亀井大臣の、新井将敬氏について語る語り口には、差別されることの痛みへの共感と、温もりのある情がこもっており、平沼氏の発言とは一線を画している。しかし、帰化すれば、問題は解決するわけではない、という点で、壁に突き当たっていることは確かだ。

田村「時間です」

亀井「あっ時間。はい」

田村「申し訳ございません」

亀井「今から、ちょっと用事があるからな」

一同「ありがとうございました」

 小沢氏に対しては、東京地検は任意の事情聴取を求めたが、小沢氏はこれを拒否。 日に行われた民主党の党大会で、小沢氏は、「不当な権力の行使には、断固、戦う」と、検察権力との「全面戦争」を宣言した。

 異常な事態である。

 何度も書いてきているが、検察は、小沢氏に対しては、何が被疑事実か、いまだに示していないのだ。

 このまま小沢氏については、立件の見送りも、今の段階ではまだ、ありうるのに(あくまで理屈の上では、という話で、もはや検察も引っ込みがつかないかもしれないが)、連日、主要マスメディアは、事細かに小沢氏の土地購入資金の「疑惑」について書きたて、「小沢対検察」の対決を、盛り上げている。検察自身が、国家公務員守秘義務違反に抵触する可能性のある捜査情報のリークによって、この騒然たる空気を作り上げている節すらあることに、懸念を覚えるのは、私だけではないと思う。

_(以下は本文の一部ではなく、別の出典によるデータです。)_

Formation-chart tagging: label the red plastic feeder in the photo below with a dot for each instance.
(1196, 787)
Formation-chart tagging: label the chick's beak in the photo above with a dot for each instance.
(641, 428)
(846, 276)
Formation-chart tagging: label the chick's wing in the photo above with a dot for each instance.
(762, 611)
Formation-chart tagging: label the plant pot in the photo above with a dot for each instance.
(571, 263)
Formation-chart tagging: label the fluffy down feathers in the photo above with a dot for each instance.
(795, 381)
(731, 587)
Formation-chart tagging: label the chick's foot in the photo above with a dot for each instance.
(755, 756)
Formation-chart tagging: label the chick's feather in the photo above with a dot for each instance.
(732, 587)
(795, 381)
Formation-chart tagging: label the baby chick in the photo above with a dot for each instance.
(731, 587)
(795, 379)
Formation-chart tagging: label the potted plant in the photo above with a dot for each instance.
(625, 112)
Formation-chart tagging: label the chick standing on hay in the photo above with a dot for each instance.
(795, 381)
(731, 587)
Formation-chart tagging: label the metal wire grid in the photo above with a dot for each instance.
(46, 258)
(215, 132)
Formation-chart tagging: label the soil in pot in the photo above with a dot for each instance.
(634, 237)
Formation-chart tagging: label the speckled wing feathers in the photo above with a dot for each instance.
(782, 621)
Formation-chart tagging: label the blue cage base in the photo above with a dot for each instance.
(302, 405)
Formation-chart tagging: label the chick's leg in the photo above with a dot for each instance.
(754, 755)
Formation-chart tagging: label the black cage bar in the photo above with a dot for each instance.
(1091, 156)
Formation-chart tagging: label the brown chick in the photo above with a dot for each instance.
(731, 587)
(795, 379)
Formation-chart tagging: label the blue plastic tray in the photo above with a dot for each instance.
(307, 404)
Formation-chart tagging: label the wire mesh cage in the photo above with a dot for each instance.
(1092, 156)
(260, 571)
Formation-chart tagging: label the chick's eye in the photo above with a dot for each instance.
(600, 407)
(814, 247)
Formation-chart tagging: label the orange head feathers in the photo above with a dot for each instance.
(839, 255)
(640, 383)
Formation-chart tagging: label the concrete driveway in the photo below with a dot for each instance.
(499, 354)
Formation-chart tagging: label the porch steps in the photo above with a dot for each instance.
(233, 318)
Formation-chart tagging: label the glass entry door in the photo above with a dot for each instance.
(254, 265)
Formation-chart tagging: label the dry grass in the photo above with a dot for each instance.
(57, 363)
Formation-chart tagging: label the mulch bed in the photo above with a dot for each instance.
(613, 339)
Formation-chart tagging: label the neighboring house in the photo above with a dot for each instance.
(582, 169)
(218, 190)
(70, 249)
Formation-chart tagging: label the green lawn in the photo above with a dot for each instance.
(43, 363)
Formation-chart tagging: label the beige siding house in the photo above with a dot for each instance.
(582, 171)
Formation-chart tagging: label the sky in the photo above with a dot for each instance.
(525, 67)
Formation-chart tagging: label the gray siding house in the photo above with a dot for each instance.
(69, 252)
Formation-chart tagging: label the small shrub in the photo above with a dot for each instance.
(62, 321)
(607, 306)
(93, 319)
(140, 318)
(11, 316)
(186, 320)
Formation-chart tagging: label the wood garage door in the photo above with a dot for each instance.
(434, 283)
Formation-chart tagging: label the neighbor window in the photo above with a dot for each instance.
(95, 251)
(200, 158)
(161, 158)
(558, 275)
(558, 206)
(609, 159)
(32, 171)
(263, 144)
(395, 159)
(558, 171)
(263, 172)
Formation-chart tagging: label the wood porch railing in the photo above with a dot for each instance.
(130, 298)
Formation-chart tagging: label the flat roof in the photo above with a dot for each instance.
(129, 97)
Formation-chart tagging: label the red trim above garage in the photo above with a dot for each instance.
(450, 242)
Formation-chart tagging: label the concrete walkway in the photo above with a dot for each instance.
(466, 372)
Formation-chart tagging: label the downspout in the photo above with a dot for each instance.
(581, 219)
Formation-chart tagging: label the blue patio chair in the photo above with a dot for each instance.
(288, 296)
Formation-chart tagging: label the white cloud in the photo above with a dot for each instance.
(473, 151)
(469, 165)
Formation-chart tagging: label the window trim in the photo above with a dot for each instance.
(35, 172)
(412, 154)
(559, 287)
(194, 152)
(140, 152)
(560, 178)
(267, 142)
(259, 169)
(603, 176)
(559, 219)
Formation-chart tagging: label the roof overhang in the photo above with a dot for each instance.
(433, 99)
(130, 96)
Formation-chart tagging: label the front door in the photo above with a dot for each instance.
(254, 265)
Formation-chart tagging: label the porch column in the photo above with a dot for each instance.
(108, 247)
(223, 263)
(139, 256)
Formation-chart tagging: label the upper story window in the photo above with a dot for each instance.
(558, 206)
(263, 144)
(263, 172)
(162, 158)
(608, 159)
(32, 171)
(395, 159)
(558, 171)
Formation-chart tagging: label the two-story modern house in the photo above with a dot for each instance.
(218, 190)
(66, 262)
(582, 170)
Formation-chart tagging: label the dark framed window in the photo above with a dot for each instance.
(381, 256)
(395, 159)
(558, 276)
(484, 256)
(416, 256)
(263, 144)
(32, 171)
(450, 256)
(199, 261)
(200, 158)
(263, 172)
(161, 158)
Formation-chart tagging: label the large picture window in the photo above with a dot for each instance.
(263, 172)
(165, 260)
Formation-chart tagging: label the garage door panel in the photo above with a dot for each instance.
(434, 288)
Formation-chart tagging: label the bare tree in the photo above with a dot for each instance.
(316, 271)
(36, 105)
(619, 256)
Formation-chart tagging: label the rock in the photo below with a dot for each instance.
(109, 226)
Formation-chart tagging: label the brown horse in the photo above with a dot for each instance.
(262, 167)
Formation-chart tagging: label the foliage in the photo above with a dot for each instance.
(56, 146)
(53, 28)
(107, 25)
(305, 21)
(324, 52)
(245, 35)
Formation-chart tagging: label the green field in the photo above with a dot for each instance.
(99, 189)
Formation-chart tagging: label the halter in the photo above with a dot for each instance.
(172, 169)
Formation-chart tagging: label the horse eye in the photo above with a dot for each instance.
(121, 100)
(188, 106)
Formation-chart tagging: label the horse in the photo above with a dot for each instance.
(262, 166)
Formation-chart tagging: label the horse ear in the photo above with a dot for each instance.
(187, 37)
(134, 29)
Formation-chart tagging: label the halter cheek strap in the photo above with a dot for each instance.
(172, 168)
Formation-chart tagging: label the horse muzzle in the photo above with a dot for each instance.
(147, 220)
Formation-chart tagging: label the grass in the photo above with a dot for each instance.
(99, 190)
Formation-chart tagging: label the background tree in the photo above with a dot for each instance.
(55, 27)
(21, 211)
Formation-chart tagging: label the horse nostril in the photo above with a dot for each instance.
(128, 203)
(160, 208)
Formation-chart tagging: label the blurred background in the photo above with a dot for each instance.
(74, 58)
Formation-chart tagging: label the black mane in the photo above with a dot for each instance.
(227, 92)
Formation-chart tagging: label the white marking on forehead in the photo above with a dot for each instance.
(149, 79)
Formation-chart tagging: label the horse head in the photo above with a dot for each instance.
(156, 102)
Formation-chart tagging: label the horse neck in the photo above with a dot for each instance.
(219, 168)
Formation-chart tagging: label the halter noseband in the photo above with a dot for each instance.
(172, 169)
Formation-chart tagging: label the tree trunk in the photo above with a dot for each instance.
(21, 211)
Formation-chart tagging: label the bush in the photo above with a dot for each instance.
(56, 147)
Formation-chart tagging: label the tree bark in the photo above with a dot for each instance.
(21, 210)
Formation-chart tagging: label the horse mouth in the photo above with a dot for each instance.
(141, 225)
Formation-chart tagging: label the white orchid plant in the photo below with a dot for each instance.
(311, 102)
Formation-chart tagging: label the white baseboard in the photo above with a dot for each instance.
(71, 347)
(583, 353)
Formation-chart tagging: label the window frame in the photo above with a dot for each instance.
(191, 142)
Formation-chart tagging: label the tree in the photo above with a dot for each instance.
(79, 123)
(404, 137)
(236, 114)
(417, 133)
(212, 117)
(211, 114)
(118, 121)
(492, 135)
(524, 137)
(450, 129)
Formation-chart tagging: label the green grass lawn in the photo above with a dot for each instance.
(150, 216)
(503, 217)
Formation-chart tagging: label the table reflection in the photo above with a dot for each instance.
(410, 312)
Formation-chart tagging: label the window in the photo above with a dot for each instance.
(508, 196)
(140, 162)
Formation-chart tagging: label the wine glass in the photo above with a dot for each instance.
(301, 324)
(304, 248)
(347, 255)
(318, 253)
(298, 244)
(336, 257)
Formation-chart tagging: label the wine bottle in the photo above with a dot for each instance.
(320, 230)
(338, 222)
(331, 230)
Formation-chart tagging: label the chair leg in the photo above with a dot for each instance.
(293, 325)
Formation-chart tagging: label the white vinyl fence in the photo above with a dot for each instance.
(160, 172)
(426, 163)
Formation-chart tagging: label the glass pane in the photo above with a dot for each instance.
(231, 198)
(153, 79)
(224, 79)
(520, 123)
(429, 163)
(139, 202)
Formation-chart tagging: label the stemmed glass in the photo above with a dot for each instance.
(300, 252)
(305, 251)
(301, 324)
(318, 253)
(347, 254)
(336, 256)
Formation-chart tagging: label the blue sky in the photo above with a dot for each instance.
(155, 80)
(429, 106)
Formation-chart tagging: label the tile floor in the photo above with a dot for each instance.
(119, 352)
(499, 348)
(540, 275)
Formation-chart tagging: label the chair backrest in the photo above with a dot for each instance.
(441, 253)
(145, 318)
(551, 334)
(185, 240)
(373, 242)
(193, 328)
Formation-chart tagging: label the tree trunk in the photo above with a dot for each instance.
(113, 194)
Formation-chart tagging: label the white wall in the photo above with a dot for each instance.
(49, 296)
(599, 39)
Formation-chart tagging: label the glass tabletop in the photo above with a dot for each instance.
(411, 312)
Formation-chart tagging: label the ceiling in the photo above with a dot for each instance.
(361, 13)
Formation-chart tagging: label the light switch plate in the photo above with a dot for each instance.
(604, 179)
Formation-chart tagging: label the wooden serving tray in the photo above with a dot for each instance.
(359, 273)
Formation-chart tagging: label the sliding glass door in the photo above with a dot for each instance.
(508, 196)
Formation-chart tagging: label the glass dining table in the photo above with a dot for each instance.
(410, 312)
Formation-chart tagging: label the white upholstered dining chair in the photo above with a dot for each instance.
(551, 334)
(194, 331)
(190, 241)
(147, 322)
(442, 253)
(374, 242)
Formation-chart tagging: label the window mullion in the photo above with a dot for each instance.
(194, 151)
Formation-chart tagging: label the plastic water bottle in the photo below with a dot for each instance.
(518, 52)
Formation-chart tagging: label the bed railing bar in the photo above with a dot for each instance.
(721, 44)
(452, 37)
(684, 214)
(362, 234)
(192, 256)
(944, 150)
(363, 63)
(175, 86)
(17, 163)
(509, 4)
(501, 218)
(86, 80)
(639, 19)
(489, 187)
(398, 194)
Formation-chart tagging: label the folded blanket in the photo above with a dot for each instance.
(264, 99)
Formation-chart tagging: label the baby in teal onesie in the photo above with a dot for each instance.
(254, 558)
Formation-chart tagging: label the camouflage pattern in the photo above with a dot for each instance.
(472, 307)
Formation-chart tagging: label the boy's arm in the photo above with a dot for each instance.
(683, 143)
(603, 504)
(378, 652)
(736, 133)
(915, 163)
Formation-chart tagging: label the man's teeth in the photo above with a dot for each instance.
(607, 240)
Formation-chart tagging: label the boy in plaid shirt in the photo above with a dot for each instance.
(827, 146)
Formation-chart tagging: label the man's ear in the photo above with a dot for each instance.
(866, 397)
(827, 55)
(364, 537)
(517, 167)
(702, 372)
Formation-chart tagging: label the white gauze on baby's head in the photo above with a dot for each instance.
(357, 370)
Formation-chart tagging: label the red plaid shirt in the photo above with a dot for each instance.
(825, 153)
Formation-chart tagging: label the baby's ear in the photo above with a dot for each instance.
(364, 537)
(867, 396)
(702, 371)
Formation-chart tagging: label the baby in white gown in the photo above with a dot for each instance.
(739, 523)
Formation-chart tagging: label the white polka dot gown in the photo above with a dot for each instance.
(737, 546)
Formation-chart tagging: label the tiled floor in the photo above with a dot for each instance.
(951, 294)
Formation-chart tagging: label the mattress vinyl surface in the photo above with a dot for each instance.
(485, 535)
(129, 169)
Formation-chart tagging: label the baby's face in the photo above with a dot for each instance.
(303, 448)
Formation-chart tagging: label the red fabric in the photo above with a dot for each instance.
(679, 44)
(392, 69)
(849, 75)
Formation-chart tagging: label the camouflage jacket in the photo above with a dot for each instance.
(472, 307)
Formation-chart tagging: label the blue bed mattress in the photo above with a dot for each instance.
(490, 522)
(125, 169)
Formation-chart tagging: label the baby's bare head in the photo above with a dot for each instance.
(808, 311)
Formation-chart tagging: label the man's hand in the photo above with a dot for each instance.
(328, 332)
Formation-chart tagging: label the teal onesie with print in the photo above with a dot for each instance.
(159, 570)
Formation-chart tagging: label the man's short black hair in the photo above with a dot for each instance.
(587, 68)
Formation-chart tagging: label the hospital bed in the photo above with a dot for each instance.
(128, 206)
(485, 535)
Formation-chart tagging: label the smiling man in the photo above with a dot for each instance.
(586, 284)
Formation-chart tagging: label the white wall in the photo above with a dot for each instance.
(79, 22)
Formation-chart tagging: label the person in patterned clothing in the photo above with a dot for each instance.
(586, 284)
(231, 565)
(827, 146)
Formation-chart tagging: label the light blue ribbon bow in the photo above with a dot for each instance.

 こうした捜査のあり方、そしてメディアの一方的な報道のあり方に対して、先日インタビューをした元検事の郷原信郎弁護士のように、強い懸念を表明する論者もいるが、そうした論者に発言機会を与えるマスメディアは、なぜか非常に少ない。

 検察は、東京地検特捜部の意向とは異なる記事を出稿したメディアには「出入り禁止」を課す構えすら見せているという。メディア側は、日々の捜査情報を漏らすことなく手に入れたいがために、検察の顔色をうかがい、批判色は極力、出さずに抑え込んでいる。

 これは、どう考えても異常である。

 我々国民は、何よりもまず、何がそもそも問題なのか、その事実を知りたいのだ。そうでなければ、小沢氏を支持するか、支持しないのか、国民は判断することができない。何が根拠になっているのか、出所が不明の、新聞記事やテレビのニュースの情報だけでは、どうして冷静な判断が下せるのか。

 マスメディアは、例によって、「政治家は、説明責任を果たせ」の大合唱だが、今の段階で、何を説明せよ、というのだろう。

 順番が逆である。いったい、何が問題なのか、それを決めるのは、検察なのである。どのような被疑事実で、小沢氏を立件するか、しないのか、それを決めることができるのは、検察だけなのである。

 だからまずは、検察こそが、国民に、そもそも問題は何か、何が被疑事実なのか、その説明責任を果たさなくてはならない。

 検察幹部が説明しないというなら、法務大臣が、幹部から聴取したうえで、国民に説明すべきである。

 何度も、何度も、重ねて言うが、私は小沢氏を擁護しているのではない。この国の最強の権力の行使は、慎重の上にも慎重でなくてはならない。結果さえ出ればよかろう、というのは、やはり間違っていると思う。

 亀井大臣が、私の質問に答えて言われた通りである。「司法には、適正なプロセスが求められる」のだ。

 この国の主権者は、小沢一郎でもないし、東京地検特捜部でもない。ましてマスメディアではない。

 国民である。国民にこそ、主権がある。説明を受け、それが納得できるものであるかどうか、決めるのは国民なのだ。